Beef Roulades, Edyth Malin

The Dakota Cheese Company was flying high in 1983. With 11.5 million in sales of mozzarella and provolone, the 12-year-old company was expected to continue growing. Dakota Cheese president James Dee credited his government contracts for his company’s success. That success was enabling expansion into private markets. Dee expected Dakota Cheese to score a big contract with “a major chain of pizza parlors” soon.

Five years later, success gave way to disgrace. Farmers stopped delivering milk. Dee was forced to sell off his company’s assets to Associated Milk Producers Inc. No self-respecting pizza parlor would be associated with Dakota Cheese. Not after they’d been accused of defrauding the government.

The 1988 indictment claimed that by using calcium caseinate as an ingredient in the cheese purchased for school lunch contracts, Dakota Cheese had misled the government and violated the FDA cheese regulations.

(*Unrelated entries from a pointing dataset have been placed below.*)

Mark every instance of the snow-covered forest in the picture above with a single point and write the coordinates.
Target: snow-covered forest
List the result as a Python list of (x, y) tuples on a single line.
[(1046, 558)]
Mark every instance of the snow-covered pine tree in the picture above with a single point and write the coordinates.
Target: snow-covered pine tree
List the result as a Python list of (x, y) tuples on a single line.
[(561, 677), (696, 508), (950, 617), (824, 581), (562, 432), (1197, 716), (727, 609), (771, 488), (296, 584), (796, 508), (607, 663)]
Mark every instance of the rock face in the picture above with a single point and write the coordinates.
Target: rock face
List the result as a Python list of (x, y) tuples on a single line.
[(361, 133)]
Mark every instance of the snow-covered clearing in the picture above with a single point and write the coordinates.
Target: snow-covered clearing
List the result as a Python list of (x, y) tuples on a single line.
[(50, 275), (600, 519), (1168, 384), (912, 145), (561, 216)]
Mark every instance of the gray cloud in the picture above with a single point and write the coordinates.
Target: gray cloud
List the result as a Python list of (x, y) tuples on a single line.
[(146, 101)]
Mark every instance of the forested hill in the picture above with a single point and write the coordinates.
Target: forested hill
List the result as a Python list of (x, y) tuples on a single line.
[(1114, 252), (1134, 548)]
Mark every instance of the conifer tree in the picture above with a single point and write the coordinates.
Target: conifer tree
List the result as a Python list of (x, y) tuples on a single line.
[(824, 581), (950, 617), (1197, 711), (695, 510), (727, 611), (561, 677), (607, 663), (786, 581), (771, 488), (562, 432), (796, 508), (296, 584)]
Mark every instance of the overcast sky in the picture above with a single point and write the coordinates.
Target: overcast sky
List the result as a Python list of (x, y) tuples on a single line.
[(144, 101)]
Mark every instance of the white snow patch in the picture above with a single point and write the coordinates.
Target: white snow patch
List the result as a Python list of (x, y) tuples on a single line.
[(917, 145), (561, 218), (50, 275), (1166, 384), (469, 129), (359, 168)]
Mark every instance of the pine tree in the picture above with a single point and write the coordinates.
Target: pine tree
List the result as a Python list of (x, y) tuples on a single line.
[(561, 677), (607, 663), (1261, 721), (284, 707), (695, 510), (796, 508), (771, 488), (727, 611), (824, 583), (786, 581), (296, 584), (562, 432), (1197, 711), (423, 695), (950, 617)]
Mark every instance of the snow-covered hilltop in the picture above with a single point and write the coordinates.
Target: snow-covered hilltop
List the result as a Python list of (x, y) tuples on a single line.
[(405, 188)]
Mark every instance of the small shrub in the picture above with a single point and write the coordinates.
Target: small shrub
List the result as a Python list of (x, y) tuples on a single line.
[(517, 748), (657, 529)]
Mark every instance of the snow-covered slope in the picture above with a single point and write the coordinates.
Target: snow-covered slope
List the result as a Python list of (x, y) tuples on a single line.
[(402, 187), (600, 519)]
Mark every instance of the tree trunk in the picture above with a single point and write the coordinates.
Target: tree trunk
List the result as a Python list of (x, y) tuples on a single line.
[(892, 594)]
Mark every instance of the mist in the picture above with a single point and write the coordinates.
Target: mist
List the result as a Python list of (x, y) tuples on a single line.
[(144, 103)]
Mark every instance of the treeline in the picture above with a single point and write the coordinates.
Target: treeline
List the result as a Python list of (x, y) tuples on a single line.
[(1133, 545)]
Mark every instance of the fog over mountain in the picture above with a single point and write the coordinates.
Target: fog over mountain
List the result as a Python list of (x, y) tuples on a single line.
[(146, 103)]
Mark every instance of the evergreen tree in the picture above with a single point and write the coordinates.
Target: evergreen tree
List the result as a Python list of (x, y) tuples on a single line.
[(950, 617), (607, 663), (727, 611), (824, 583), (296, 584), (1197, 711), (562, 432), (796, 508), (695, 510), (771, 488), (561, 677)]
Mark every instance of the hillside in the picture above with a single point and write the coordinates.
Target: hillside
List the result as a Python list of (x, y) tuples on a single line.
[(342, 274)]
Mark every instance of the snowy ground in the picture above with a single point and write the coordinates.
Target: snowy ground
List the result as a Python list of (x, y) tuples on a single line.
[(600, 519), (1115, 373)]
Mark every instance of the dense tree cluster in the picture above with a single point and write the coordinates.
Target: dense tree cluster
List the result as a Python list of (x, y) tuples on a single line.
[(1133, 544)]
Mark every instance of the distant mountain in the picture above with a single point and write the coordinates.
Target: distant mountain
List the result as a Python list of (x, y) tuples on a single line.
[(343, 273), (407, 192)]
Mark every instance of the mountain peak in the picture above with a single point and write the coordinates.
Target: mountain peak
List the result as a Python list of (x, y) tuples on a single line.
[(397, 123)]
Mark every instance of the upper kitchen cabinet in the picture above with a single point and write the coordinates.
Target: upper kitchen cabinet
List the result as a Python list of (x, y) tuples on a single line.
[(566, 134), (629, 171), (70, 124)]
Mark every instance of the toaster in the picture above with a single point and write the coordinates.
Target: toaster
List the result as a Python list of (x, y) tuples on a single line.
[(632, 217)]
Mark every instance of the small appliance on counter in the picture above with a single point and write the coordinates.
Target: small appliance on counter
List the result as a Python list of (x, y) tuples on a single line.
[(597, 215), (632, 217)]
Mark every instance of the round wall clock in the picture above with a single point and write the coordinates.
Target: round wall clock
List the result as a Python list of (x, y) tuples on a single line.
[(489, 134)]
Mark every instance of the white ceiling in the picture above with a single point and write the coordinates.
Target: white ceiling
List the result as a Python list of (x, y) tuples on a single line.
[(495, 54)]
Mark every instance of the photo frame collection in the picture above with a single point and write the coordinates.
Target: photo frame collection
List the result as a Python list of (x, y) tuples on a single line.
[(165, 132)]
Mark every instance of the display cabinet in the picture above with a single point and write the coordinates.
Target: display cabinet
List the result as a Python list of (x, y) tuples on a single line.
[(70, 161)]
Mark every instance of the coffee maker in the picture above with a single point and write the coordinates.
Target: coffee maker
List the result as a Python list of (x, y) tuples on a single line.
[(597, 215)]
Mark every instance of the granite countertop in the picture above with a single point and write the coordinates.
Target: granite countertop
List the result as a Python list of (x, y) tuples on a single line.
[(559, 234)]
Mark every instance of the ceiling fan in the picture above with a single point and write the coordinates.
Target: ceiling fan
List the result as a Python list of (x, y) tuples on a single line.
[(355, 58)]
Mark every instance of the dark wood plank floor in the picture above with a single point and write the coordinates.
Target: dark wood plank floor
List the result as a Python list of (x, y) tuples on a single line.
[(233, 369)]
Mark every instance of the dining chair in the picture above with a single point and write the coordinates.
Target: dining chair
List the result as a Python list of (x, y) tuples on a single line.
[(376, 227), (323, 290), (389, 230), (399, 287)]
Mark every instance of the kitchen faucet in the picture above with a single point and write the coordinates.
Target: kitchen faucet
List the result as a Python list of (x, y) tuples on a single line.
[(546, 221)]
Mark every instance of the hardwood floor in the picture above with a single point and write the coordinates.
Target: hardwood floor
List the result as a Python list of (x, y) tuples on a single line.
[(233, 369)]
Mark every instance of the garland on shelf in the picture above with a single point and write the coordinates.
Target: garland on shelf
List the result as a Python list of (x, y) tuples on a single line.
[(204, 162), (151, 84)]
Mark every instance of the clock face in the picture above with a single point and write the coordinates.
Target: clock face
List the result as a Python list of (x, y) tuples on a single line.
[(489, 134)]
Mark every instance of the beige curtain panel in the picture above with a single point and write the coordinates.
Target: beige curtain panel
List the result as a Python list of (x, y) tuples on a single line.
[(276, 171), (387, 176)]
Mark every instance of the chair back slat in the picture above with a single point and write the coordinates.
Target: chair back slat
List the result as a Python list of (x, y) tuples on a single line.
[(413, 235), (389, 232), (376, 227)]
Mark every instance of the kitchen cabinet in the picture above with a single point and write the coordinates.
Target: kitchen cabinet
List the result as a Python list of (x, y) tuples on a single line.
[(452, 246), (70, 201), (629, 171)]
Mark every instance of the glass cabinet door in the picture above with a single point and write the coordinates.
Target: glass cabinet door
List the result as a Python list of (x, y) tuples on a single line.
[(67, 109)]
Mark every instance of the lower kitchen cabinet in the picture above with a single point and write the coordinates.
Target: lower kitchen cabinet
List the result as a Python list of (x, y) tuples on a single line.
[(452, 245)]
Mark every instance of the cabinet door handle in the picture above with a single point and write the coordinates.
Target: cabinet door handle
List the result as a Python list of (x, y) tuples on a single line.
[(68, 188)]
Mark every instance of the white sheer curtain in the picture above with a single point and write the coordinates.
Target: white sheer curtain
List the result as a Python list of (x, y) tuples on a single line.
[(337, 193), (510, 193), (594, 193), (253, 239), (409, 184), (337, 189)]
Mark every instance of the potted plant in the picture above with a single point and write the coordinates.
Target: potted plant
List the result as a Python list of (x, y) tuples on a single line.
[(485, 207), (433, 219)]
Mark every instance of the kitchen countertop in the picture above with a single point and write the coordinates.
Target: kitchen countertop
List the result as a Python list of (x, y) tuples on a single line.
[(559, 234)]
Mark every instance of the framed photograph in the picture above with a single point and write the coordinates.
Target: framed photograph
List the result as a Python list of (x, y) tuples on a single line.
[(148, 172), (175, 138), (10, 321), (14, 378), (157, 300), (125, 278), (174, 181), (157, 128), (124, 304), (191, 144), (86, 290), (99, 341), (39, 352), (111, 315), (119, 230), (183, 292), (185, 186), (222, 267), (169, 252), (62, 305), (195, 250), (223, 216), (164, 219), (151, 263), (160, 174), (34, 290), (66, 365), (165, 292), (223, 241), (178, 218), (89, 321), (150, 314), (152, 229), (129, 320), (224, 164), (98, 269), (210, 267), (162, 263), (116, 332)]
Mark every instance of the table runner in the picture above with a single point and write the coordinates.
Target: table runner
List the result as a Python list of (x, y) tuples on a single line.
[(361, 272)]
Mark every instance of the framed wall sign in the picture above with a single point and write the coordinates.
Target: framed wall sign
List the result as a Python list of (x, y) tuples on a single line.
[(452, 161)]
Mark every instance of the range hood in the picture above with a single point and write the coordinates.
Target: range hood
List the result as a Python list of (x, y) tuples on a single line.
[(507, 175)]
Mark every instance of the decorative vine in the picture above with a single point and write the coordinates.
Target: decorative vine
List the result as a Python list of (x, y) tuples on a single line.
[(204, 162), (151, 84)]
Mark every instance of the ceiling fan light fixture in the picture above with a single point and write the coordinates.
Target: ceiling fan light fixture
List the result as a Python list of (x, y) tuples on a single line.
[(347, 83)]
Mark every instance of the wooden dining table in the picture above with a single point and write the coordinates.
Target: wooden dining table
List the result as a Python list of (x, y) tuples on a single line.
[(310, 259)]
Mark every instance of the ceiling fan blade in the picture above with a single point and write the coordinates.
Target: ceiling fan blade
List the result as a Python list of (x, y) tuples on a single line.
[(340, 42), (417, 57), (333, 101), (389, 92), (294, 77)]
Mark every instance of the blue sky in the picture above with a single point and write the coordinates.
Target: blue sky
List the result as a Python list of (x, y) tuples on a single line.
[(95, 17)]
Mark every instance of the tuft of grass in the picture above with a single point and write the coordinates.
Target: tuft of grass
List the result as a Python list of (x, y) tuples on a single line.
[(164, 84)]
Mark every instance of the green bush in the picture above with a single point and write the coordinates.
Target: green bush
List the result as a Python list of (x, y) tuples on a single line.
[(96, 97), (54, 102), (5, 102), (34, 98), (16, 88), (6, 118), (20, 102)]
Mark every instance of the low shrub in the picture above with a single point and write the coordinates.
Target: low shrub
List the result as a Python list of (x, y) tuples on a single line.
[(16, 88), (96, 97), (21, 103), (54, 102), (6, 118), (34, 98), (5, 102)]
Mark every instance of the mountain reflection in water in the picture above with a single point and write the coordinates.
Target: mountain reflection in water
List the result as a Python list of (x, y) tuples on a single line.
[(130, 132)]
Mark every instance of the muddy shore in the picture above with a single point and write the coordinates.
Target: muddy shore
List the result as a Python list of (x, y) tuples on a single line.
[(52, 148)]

A lab near Philadelphia completed an analysis of the cheese. They declared the mozzarella to be “phony.”

The company was done for.

But the Philadelphia scientists were just getting started. The analysis had them inspired. Perhaps mozzarella cheese could be altered within the confines of FDA law. Perhaps it could be improved upon, made lower fat, without sacrificing taste and texture. The lab took on the name “The Mozarella Group.”